Stuck at writing Hail Table

Hi all, I have a MatrixTable consisting of around 300+ trios. I am trying to filter out inherited heterozygous variants with this code:

ped = "ped.fam"
pedigree = hl.Pedigree.read(ped)

td = hl.trio_matrix(mt, pedigree, complete_trios=True)

td_calls = td.entries()
calls = td_calls.filter(
    (td_calls.proband_entry.GT.is_het() & ~td_calls.father_entry.GT.is_hom_ref() & td_calls.mother_entry.GT.is_hom_ref())
    | (td_calls.proband_entry.GT.is_het() & td_calls.father_entry.GT.is_hom_ref() & ~td_calls.mother_entry.GT.is_hom_ref())
    | (td_calls.proband_entry.GT.is_het() & td_calls.father_entry.GT.is_het() & ~td_calls.mother_entry.GT.is_hom_var())
    | (td_calls.proband_entry.GT.is_het() & ~td_calls.father_entry.GT.is_hom_var() & td_calls.mother_entry.GT.is_het())
)

calls = calls.filter(hl.len(calls.filters) == 0)
calls = calls.filter(calls.gnomad_af < 0.001)

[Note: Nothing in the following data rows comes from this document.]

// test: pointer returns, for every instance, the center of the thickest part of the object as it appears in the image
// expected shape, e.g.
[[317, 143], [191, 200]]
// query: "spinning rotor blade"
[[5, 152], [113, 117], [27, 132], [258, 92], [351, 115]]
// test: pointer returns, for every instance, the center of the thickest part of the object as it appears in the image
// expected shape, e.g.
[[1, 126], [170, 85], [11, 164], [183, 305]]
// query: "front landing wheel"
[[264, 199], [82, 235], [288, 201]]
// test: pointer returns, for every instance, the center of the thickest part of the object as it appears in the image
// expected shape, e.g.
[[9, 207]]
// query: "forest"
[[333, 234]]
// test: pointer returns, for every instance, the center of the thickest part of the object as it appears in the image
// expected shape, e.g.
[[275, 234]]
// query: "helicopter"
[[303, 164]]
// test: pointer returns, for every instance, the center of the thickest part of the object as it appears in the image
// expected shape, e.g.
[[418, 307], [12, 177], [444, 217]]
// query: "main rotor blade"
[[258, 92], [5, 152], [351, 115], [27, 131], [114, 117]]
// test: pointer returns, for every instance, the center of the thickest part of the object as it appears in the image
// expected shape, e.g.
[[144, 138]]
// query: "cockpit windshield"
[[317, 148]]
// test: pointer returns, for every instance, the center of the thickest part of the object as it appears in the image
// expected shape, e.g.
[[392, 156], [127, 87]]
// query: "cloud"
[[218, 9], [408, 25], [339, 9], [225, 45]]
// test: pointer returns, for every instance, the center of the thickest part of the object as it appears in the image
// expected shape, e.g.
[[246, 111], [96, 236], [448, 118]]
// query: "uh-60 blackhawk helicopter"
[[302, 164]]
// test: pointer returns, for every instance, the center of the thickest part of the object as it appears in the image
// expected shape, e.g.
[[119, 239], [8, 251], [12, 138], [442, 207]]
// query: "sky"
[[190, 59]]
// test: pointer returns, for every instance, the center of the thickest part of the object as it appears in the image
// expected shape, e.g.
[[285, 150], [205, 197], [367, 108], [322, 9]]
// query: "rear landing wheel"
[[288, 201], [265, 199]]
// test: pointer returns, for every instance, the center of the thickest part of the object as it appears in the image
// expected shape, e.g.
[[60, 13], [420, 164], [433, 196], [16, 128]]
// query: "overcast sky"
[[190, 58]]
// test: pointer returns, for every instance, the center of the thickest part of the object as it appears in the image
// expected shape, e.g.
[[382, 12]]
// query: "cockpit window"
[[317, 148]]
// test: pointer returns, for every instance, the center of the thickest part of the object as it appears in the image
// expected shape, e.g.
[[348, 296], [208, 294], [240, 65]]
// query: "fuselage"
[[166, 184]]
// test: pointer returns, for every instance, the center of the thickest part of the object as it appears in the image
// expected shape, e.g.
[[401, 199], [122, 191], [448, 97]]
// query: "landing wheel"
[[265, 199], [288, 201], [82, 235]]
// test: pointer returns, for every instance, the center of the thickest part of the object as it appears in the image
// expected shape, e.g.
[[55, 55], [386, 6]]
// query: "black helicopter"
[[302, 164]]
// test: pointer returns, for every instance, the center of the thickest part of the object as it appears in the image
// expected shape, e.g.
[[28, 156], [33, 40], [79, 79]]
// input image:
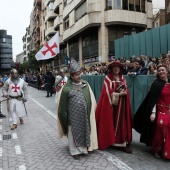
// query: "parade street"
[[35, 144]]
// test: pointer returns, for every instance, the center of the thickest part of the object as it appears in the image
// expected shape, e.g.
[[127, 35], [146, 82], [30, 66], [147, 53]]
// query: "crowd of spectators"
[[143, 65]]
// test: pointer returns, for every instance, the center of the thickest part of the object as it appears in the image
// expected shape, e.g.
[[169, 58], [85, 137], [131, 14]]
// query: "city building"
[[5, 51], [27, 44], [167, 11], [20, 58], [159, 18], [88, 28]]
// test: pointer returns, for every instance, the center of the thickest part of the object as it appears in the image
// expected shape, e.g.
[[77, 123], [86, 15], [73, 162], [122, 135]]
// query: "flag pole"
[[59, 61]]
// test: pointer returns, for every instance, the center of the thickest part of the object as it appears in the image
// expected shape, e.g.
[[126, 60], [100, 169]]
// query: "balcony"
[[125, 17], [50, 16], [89, 20], [57, 22], [61, 39], [56, 6], [47, 2], [50, 31], [37, 2]]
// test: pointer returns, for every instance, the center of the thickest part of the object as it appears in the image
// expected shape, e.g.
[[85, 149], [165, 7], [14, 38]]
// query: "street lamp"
[[125, 34], [133, 31]]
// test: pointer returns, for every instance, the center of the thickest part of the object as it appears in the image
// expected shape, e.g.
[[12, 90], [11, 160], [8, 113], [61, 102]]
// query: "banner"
[[50, 49]]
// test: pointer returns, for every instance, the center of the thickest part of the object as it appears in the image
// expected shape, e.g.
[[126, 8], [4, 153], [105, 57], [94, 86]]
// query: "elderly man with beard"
[[76, 113], [15, 90]]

calls.write('inherited.ht')

Unfortunately, this stage just lasts forever. For the lack of a better way to explain it, it just shows four lines of Hail: INFO: Ordering unsorted dataset with network shuffle1 without a loading bar, and it has been running for 2 days. I am writing the Hail table first as I am planning to do more downstream filtering and annotation, which ran into other issues, so I thought that it’d be better to make a checkpoint first. I’d appreciate any input to make this process more efficient!

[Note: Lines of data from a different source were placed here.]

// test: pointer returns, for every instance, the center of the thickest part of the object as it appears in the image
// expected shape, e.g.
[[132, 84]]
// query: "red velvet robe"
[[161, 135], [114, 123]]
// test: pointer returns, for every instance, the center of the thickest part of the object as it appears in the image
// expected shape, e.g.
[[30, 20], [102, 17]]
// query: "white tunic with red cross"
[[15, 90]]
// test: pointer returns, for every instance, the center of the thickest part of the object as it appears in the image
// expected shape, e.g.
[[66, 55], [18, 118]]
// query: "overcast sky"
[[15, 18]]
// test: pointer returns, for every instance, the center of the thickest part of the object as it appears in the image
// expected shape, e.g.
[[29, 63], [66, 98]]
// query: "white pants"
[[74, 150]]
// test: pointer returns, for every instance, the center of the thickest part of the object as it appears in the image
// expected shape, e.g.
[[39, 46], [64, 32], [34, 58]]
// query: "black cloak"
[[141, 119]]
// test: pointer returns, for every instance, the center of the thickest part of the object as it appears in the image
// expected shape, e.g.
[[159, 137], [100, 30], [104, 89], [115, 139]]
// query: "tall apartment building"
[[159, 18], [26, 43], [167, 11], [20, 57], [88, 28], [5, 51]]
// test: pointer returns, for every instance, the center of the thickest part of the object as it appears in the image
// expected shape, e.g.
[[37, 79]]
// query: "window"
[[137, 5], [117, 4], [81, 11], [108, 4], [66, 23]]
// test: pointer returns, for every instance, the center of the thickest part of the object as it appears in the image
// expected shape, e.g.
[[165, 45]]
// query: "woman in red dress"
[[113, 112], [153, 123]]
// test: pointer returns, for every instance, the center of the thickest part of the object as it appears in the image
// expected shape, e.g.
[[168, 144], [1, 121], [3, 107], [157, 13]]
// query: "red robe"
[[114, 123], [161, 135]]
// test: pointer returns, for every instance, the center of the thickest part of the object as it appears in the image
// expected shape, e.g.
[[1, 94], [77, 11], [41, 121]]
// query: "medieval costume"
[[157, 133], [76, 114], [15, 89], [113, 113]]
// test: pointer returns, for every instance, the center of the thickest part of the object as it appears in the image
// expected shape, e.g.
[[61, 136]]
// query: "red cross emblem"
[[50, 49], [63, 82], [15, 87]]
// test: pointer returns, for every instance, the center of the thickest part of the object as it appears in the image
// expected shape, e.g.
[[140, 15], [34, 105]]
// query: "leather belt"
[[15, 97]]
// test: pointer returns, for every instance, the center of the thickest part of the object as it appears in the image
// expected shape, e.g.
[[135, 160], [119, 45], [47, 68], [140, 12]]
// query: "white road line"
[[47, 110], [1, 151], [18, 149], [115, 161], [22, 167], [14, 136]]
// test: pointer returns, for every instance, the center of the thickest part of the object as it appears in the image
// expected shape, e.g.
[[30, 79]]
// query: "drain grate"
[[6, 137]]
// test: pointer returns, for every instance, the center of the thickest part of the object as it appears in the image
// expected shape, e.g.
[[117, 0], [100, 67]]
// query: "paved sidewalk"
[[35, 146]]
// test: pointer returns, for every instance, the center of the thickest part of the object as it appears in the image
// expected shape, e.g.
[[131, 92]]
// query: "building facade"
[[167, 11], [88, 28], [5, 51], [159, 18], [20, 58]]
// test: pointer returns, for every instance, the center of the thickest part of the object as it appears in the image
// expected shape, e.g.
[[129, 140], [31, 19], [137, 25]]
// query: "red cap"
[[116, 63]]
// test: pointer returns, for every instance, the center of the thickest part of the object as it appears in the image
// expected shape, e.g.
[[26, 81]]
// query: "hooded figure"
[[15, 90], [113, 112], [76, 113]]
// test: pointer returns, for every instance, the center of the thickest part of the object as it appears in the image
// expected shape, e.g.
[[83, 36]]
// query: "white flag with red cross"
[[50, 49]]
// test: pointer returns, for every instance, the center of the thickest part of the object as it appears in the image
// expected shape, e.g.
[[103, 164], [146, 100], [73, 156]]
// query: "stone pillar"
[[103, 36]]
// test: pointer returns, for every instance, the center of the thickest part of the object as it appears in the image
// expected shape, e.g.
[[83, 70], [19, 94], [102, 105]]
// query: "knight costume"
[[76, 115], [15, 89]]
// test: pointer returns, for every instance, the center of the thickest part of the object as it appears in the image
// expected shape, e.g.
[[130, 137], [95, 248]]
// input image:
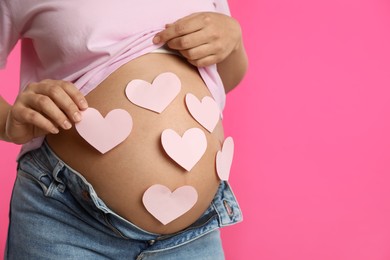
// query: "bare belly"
[[122, 175]]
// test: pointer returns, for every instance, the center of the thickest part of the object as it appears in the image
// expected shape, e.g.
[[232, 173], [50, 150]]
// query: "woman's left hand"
[[202, 38]]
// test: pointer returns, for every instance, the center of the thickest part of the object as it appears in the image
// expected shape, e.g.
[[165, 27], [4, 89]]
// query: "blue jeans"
[[56, 214]]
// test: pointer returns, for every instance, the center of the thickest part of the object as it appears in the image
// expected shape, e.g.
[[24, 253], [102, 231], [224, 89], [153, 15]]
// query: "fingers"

MatrixTable.entries is memory hungry and slow. Avoid it unless you’ve substantially reduced the amount of data you have.

IIUC, you want to filter trio at a variant not entire variants. What is your ultimate goal? Will you perform some sort of analysis? Do you want a list of trios per variant?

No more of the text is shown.